Agent Skills

Install MuAPI Agent Skills to generate AI images, videos, and audio directly from coding agents like Claude Code, Cursor, Gemini CLI, and other MCP-compatible tools.

Overview

MuAPI Agent Skills are pre-built, schema-driven shell scripts that give your AI coding agent the ability to generate, edit, and enhance rich media — all from the terminal.

  • Pre-built skills for image, video, audio, effects, and more
  • Dynamic Schema-Driven — scripts auto-resolve the latest models, endpoints, and valid parameters from schema_data.json
  • Direct Media Display — use the --view flag to download and open generated media instantly
  • Local File Support — scripts automatically upload local images, videos, faces, and audio to the MuAPI CDN
  • 100+ AI models — Midjourney v7, Flux Pro, Kling 3.0, Veo3, Suno V5, and more

Quick Start

1. Install Skills

# Install all MuAPI skills via the skills registry
npx skills add SamurAIGPT/Generative-Media-Skills --all

# Or install a specific skill
npx skills add SamurAIGPT/Generative-Media-Skills --skill muapi-media-generation

# List available skills
npx skills add SamurAIGPT/Generative-Media-Skills --list

2. Configure Your API Key

# Get your key at https://muapi.ai/dashboard
bash core/platform/setup.sh --add-key "YOUR_MUAPI_KEY"

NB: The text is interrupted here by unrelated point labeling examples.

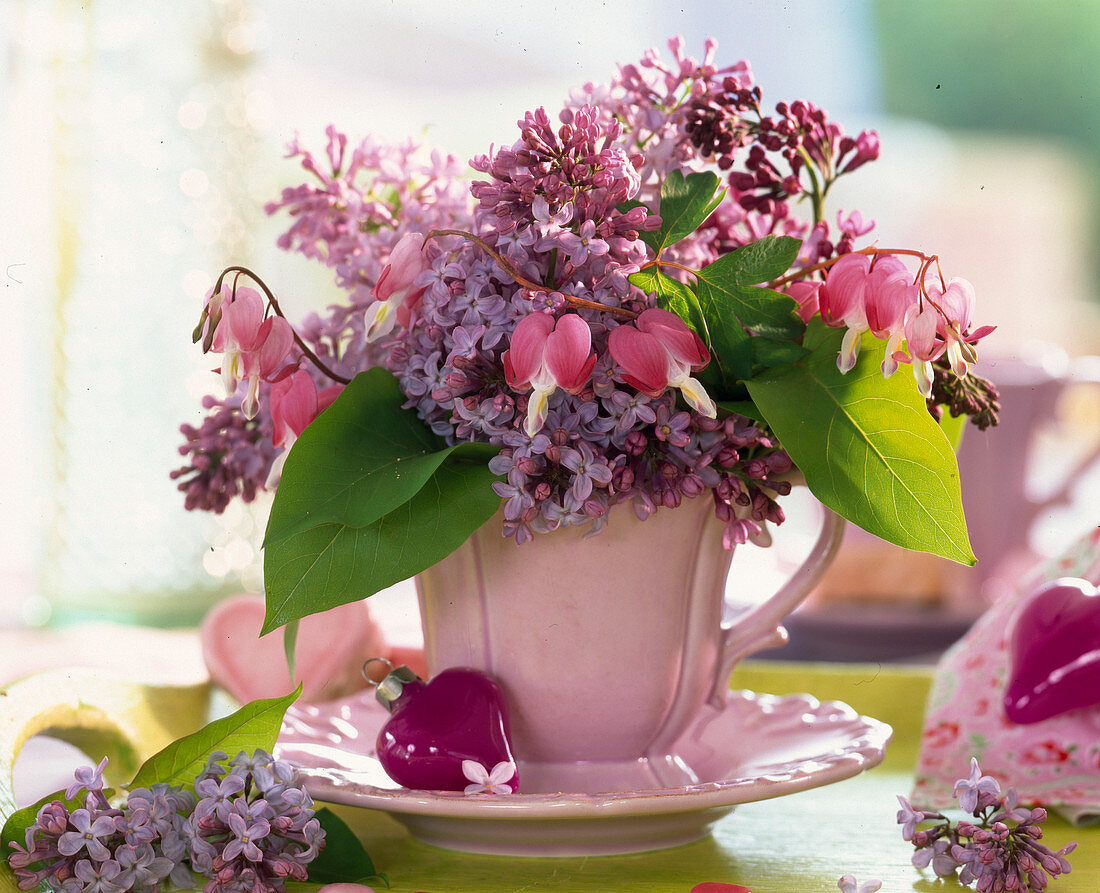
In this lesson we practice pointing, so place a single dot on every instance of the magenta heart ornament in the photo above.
(439, 728)
(1054, 652)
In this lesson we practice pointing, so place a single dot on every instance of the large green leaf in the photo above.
(255, 725)
(332, 564)
(343, 859)
(673, 296)
(359, 460)
(867, 445)
(728, 295)
(685, 204)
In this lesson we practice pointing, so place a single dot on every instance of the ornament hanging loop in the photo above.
(367, 662)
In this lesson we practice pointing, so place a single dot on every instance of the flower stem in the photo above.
(801, 274)
(520, 279)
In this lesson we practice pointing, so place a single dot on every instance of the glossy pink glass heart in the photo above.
(1054, 652)
(460, 714)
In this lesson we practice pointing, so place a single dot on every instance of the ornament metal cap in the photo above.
(389, 690)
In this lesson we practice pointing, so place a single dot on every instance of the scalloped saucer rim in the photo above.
(823, 742)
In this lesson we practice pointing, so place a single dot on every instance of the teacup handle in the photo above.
(760, 626)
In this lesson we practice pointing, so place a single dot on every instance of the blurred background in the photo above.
(141, 142)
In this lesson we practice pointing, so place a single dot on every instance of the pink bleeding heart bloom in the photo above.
(545, 355)
(956, 304)
(254, 348)
(659, 351)
(295, 403)
(842, 302)
(891, 290)
(396, 295)
(867, 295)
(923, 345)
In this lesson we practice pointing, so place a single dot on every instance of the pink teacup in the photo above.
(608, 647)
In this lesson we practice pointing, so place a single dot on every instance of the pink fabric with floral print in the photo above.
(1054, 762)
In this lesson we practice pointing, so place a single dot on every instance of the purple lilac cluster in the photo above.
(249, 830)
(228, 455)
(999, 851)
(101, 849)
(554, 222)
(253, 827)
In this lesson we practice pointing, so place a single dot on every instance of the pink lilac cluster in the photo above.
(97, 848)
(999, 851)
(505, 309)
(253, 827)
(249, 830)
(683, 112)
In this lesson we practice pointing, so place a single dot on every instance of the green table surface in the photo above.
(798, 844)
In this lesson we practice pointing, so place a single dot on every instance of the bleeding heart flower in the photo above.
(545, 355)
(842, 301)
(254, 348)
(295, 404)
(396, 294)
(956, 301)
(660, 351)
(1054, 651)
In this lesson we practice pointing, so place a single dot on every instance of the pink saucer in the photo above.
(759, 747)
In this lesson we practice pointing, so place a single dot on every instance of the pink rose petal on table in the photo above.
(331, 648)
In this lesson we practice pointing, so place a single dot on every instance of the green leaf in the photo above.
(343, 859)
(332, 564)
(673, 296)
(359, 460)
(954, 427)
(767, 352)
(15, 827)
(727, 294)
(685, 204)
(255, 725)
(867, 445)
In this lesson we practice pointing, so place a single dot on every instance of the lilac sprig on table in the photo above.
(249, 827)
(999, 850)
(98, 847)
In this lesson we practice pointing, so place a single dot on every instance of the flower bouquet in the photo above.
(641, 300)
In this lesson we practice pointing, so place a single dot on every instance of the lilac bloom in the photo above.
(848, 884)
(583, 243)
(587, 469)
(141, 867)
(216, 795)
(99, 878)
(87, 836)
(672, 428)
(631, 409)
(245, 836)
(968, 790)
(909, 818)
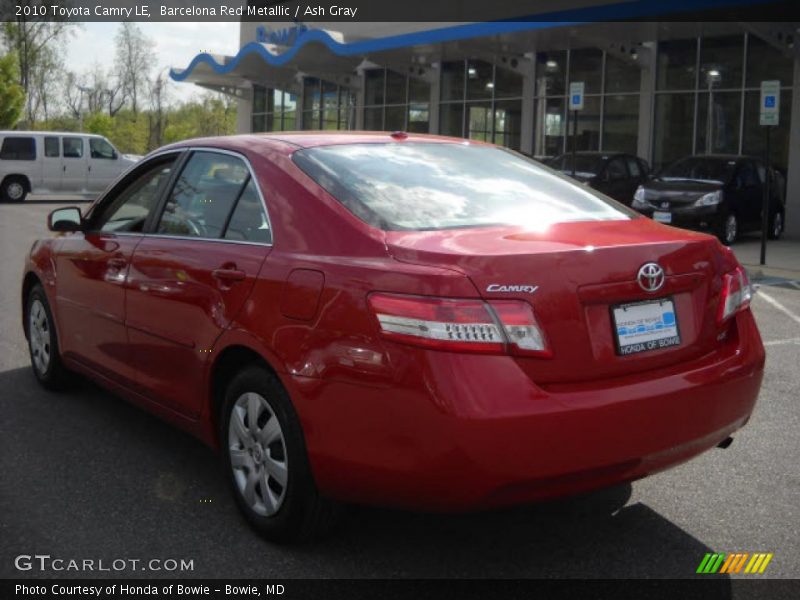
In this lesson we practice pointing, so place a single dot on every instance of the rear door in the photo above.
(51, 163)
(73, 163)
(190, 276)
(92, 267)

3. Generate Your First Image

bash core/media/generate-image.sh \
  --prompt "a cyberpunk cityscape at dusk, neon reflections on rain-slicked streets" \
  --model flux-dev \
  --view

4. Generate Your First Video

bash core/media/generate-video.sh \
  --prompt "A timelapse of a city skyline transitioning from day to night" \
  --model minimax-pro \
  --duration 5 \
  --view

Available Skills

MuAPI Skills are organized into three categories: Generation, Editing & Enhancement, and Platform utilities.

Generation Skills

SkillScriptDescription
Text-to-Imagecore/media/generate-image.shGenerate images from text prompts. Supports Flux Dev, Midjourney v7, and 50+ models.
Text-to-Videocore/media/generate-video.shGenerate videos from text prompts. Supports Minimax Pro, Kling, Veo3, and more.
Image-to-Videocore/media/image-to-video.shAnimate a static image into a video. Supports Kling Pro, Veo3, Runway, and 15+ models.
Music & Audiocore/media/create-music.shCreate music (Suno V5), sound effects (MMAudio), remix, and extend tracks.
File Uploadcore/media/upload.shUpload local files (images, videos, audio) and get a CDN URL for use with other skills.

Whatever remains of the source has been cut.